A history of the North Carolina Society for the Preservation of Antiquities is a welcome addition to efforts to tell the story of preservation at the level at which it is most effective, that is, the state or local level. And it is in this vein that David Louis Sterrett Brook's history has its greatest value. Brook displays a detailed knowledge of all the transactions and personalities of those who were active in establishing one of the nation's most effective and respected private preservation programs.

The publication is beautifully illustrated with a rich collection of historic photographs that depict not only the resources of the Tar Heel State but also the people who worked so hard to save them. A selected bibliography and detailed appendices, lengthy lists of officers and board members of the society, and a particularly valuable inventory of buildings that have been mentioned in the text will be useful tools for scholars who pursue further study in the field of local preservation efforts. The book offers a detailed and helpful index as well. Although it is understandably difficult to cite sources for all the minutiae covered in the book, the lack of endnotes or footnotes is distressing for a scholarly volume; they would certainly have enhanced the publication. Somewhat tighter copy editing would also have been welcomed in light of errors such as referring to Lyndon B. Johnson as "Pres." Johnson (p. 110) or a spelling error on the opening page.

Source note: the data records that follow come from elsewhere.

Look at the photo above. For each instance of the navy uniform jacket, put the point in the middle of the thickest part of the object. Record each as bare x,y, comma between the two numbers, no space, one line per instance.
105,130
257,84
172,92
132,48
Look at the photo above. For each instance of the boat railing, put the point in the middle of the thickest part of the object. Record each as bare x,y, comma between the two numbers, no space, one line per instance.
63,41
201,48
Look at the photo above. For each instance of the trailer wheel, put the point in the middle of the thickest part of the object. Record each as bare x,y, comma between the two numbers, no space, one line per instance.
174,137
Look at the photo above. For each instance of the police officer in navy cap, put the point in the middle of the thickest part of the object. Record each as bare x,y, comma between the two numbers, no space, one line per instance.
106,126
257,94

Although there is some effort early in the text to put private preservation efforts into a larger context of preservation generally, the greatest attention is paid to endless details of meetings, awards, and financial problems of the society. Again, for a scholarly publication that is not intended to be a social study, the discussion of personalities and bickering within the ranks is somewhat disconcerting to any reader outside North Carolina. …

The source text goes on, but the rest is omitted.